Chattooga out of ambulance service

photo The interior of an ambulance is shown in Menlo, Ga.

MENLO, Ga.-Chattooga County is getting out of the ambulance business.

The county has contracted with Redmond Regional Medical Center in Rome to take patients to hospitals, which Sole Commissioner Jason Winters said will improve service at a lower cost.

"The winner here has been the county as a whole," Winters said Tuesday, just after Redmond officially opened its new Menlo station.

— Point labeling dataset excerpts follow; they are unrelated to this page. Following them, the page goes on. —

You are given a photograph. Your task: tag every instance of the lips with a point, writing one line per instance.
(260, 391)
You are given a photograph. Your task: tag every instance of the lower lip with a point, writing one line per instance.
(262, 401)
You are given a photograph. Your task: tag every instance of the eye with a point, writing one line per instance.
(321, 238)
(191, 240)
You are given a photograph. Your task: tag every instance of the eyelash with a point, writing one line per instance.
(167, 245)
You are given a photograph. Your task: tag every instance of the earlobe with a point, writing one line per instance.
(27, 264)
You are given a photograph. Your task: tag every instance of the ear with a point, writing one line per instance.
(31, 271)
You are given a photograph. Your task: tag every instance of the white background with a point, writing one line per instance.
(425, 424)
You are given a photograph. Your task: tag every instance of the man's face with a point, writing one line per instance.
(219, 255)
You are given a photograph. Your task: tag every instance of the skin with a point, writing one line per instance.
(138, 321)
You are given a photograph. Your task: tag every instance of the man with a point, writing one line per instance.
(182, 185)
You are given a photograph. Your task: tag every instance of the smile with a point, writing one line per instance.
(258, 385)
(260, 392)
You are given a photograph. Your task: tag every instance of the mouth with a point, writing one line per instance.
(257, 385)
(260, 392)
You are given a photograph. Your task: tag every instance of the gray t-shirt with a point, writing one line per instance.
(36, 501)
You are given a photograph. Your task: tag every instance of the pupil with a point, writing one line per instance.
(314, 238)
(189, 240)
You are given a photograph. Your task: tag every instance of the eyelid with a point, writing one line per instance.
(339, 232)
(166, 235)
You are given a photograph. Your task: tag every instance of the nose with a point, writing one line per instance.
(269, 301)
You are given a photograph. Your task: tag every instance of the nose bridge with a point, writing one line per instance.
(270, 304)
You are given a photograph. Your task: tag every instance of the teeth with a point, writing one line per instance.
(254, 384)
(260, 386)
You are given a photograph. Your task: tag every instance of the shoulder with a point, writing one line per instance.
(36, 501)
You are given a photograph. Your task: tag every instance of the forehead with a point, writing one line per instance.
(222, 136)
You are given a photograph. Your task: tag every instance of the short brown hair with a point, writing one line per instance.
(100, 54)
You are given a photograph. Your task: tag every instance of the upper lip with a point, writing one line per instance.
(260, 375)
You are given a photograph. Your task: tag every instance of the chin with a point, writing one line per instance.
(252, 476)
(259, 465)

The switch from a county-run department trims $300,000 to $400,000 off the county budget and increases coverage from two ambulances at one station to as many as six staged in four locations, he said.

"It's dramatic," Winters said.

Redmond already has opened stations in Summerville, Gore and Menlo with plans to open another in Trion within the next two weeks.

The new locations have cut ambulance response time from 12 minutes to about eight, according to Lisa Ingram, director of marketing for Redmond.

"I think it's really been a much-needed change for the county," Ingram said.

Winters said that, before Redmond took over, Medicare, Medicaid and insurance companies covered most patient transports, but the county lost money on debts it couldn't collect. Redmond already has the infrastructure in place to work with the insurance companies and individuals to take care of the payments, he said.

"It's basically just a private carrier being able to maximize that," Winters said.

The county employees who worked in the ambulance department were absorbed into the Redmond staff, and the medical center paid $220,000 for a three-year lease on the county's equipment, officials said.

Ingram said Redmond could operate the service more efficiently because it runs similar services in Floyd and Polk counties, allowing them to streamline processes and work out deals with vendors.

"We've already got the model in place," she said.